The Indianapolis Colts ran the third most offensive plays in the NFL last season. Of their 1070 plays, 662 were passing plays (fourth in the league) for a percentage of 62% (seventh in the league).



The Colts finished above league average in passing play percentage no matter the game situation. It is worth noting that Indianapolis was well above average when playing from behind. This plays a big role in the value of Marlon Mack and Nyheim Hines.


Only T.Y. Hilton finished above the NFL average for targets per game. He absorbed 22% of the Colts’ targets last season. Hilton made good on his targets finishing fourth in football with 2.54 yards per route run (Y/RR) according to Pro Football Focus.


10 & In Tar 10 & In MS 10 & In TD 10 & In TD MS
T.Y. Hilton 10 22% 4 21%
Chester Rogers 1 2% 1 5%
Zach Pascal 2 4% 1 5%
Dontrelle Inman 4 9% 2 11%
Ryan Grant 1 2% 1 5%


Hilton did underperform in the touchdown apartment based on his yardage. A receiver with his yardage total would be expected to score eight touchdowns, but Hilton only turned in five. Four of which came within the opponent’s 10-yard line. Hilton led the Colts in targets in this area as well. (Next closest being Eric Ebron and Nyheim Hines with six targets apiece.) Look for new arrival Devin Funchess to eat into these totals this season.



It is no surprise that Colts added Devin Funchess and spent a second-round pick on receiver Parris Campbell this offseason. With Chester Rogers and Zach Pascal getting opportunities early in the season between Weeks 4 through 6, the Colts never really went back to the receivers with any consistency as measured by air yards and targets. They will both be battling for continued opportunities in the 2019 season all preseason.


Tennesee Titans


The Tennessee offense ran the third least plays in the NFL last season. When it comes to passing the ball, the Titans tried to move the ball through the less than every team, but the Seattle Seahawks.



When in a neutral game script, the Titans were well below the league average in passing play percentage. It is also evident that once Tennessee gained a lead, they were more than happy to hand the ball off and try and sit on their lead.



With the passing volume so low, you’ll want to invest wisely in the receivers in this offense. Of the receivers that were targeted at least a league median 24 times, only Corey Davis bested five targets per game and not by much for a team’s number one receiver.
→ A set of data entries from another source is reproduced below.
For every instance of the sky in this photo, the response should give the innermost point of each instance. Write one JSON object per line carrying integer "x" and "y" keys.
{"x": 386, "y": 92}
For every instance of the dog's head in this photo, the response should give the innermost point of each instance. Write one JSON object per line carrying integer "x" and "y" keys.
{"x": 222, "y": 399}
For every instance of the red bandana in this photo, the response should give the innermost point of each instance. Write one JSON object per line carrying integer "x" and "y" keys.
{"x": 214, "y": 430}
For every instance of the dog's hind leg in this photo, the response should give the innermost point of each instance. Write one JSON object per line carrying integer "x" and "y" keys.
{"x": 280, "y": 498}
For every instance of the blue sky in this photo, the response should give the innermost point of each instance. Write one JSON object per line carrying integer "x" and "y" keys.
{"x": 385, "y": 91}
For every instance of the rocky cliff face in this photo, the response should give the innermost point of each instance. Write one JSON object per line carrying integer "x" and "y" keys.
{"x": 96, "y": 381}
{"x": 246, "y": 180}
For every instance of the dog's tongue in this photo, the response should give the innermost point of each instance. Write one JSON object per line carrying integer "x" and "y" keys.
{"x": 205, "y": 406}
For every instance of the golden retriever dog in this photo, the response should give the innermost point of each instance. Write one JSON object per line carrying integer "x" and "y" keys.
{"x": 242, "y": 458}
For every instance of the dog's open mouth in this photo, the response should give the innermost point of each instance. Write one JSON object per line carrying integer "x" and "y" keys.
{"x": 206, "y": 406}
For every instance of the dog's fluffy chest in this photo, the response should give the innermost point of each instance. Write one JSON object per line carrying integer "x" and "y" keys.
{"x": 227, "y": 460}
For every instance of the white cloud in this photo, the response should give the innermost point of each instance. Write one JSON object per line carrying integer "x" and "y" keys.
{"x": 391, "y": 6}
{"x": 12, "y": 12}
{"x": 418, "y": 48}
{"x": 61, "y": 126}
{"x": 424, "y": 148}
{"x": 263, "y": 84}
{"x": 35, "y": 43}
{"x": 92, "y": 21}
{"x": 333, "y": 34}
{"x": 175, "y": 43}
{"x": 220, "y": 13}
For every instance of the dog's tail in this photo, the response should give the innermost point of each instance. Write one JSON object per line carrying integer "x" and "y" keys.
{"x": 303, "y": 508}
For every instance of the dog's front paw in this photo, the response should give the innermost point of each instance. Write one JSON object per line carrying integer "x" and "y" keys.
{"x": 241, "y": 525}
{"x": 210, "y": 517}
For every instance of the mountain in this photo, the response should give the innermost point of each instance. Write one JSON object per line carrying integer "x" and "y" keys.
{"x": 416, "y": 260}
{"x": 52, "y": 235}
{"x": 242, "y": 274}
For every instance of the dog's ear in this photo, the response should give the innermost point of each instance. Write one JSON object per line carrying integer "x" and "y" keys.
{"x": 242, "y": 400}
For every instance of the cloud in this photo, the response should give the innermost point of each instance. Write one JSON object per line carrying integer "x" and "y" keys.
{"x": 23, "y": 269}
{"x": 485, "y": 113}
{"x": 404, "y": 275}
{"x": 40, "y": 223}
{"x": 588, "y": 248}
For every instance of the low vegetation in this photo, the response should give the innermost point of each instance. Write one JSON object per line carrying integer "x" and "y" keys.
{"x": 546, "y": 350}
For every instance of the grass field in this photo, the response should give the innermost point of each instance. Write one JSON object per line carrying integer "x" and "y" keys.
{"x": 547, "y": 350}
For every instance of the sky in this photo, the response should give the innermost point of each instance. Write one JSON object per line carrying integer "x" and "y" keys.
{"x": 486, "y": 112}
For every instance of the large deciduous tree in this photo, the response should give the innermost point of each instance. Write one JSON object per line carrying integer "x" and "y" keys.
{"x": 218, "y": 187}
10 & In Tar 10 & In MS 10 & In TD 10 & In TD MS
Tajae Sharpe 4 14% 1 17%
Corey Davis 9 32% 1 17%
Taywan Taylor 1 4% 0 0%


Davis received 32% of the Titans’ targets within the opponent’s 10-yard line which is positive when considering Tennesse ran the ball nearly as much as they threw when this close to the goal line. Derrick Henry had 22 attempts from this part of the field, which is more than the Titans top three receivers’ targets combined.



Taywan Taylor became more involved in the offense in the last four weeks of the season getting more air yards than Davis. Taylor was a more efficient receiver last season with 1.87 Y/RR according to PFF.com. Watch to see if Taylor continues to trend upward this preseason, but he will have plenty of competition with rookie A.J. Brown, free agent signing Adam Humphries, and the return of Delaine Walker.


Jacksonville Jaguars


The Jacksonville offense was middle of the pack when it comes to offensive plays last season. They ran a total of 1005 plays and threw on 59% of those plays which was the league average last season.



Passing is not what the Jaguars preferred to do last season. When running the offense within a neutral game script Jacksonville ran a pass play only 46% of the time. This may have been a way to neutralize Blake Bortles, but could also speak to their offensive philosophy. The good news for 2019 is the hiring of offensive coordinator John DeFilippo and signing Nick Foles. Both moves lead us to believe that the Jaguars will increase their passing volume this season.



With Marqise Lee going down with an injury before the season, Dede Westbrook led the team in targets per game. Westbrook finished the year with 101 targets and 19% market share of the targets. Westbrook was not the most efficient receiver finishing in the bottom half of wide receivers with 1.29 Y/RR. Despite this, Westbrook was near the top of the league in receiver separation and above average in yards after the catch per reception. With an increase in volume and better quarterback play, Westbrook could be a steal this year.


10 & In Tar 10 & In MS 10 & In TD 10 & In TD MS
Dede Westbrook 7 26% 1 17%
Keelan Cole 6 22% 0 0%
D.J. Chark 2 7% 0 0%
Donte Moncrief 5 19% 1 17%


Jacksonville tried to get Westbrook the ball within the 10 by throwing it to him 26% of the time they reached that part of the field. Keelan Cole was also someone they looked to often from 10 and in. The Jaguars threw the ball 50% of the time within this part of the field which is league average.



Keelan Cole was an inconsistent part of the offense last season. He proved to be a focal point of the offense in a few games and then there were games where he could not earn a target in the middle of the season. With the return of Marqise Lee, the signing of Chris Conley, and the Jaguars investing in the position in the draft, Cole’s inconsistency in the offense may hurt him going forward.